When an individual asks for permission to enter the United States, serious problems may arise if he or she has been deemed inadmissible for violating immigration laws. One major basis for inadmissibility is unlawful presence in the United States. Unlawful presence issues are complicated and understanding them is critical to the success of an immigration case.
U.S. immigration law states that an individual is “unlawfully present” if he or she remains in the United States after the expiration of a period of authorized stay or is present in the United States without being admitted or paroled. Common examples of these include overstaying a visitor’s visa or entering the country through an illegal border crossing.
As of April 1, 1997, persons who have been unlawfully present in the United States for 180 days but less than one full year are barred from re-entering the United States for 3 years. Individuals who have been unlawfully present for more than a year are barred from reentry for 10 years. Under these “3-year” and “10-year” bars, the unlawful presence must be continuous and uninterrupted. Any time spent in the country prior to April 1, 1997 is not counted.
There are certain statutory exceptions to unlawful presence. Children under 18, asylum applicants, beneficiaries of Family Unity protection (under the Immigration Act of 1990), and battered women and children do not accrue unlawful presence. Also, in certain circumstances the 3-year and 10-year bars may be removed by obtaining a waiver. One such waiver is for extreme hardship to certain relatives who are either U.S. citizens or lawful permanent resident. A new provisional waiver program beginning March 4, 2013 allows some individuals to apply for and obtain a waiver while waiting in the United States.
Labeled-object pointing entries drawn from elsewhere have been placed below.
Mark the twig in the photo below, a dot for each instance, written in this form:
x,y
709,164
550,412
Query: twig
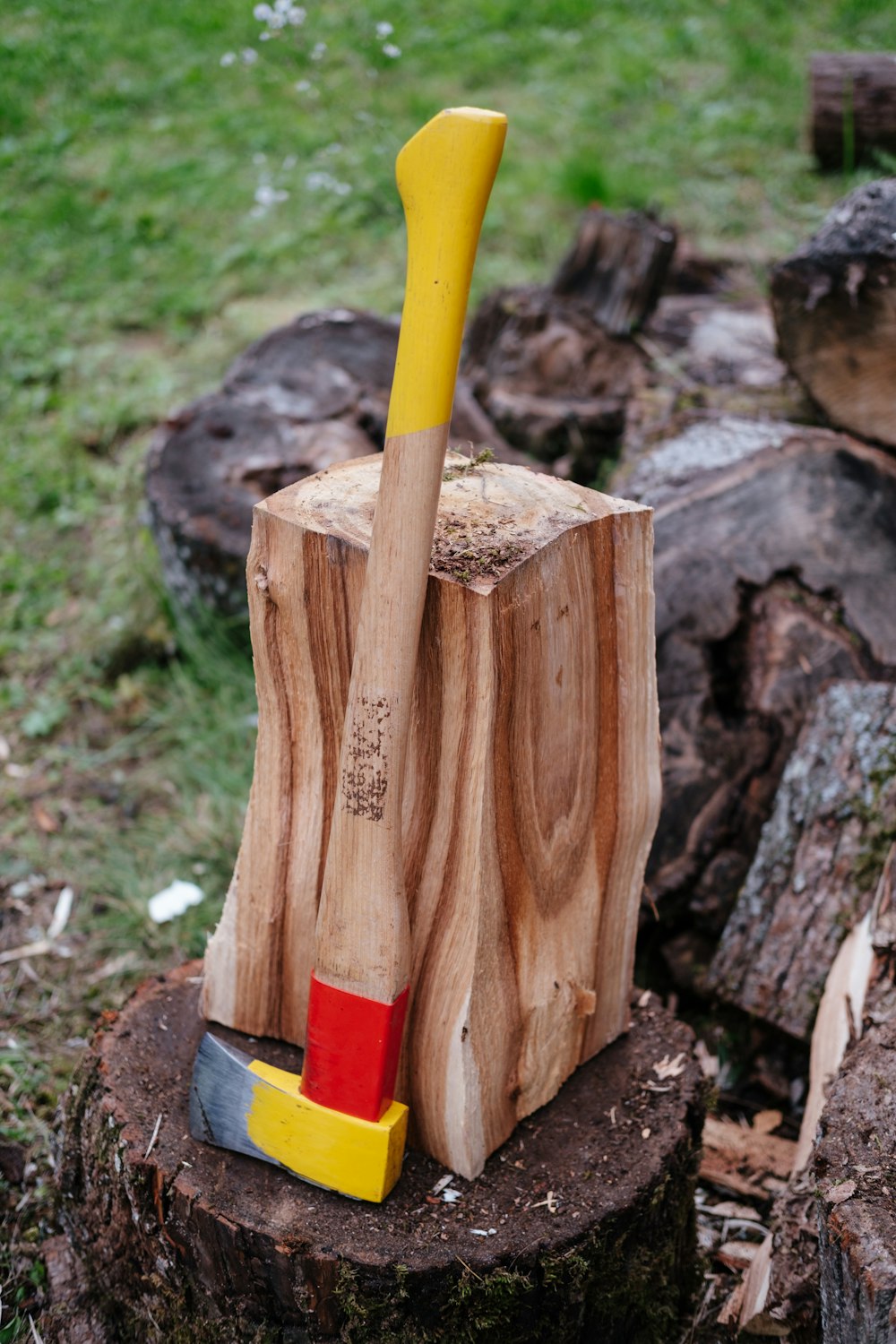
x,y
155,1136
Another important bar is the permanent unlawful presence bar. The bar applies to an individual who entered the United States without authorization, stayed for one year or more, departed the country, and later reentered or attempted to reenter without authorization. The permanent bar also applies to individuals who have been ordered removed by an immigration judge and then reentered or attempted to reenter the United States. An individual subject to the permanent bar must first spend 10 years outside of the United States. Once the ten years have elapsed, the alien must also first submit a waiver request before the government will consider any visa applications.
The one-year period of unlawful presence for the permanent bar is calculated by the total number of days spent in the United States, not the alien’s continuous presence. It is important to remember that some individuals, including children, may be subject to the permanent bar even though they are not subject to the 3-year and 10-year bars.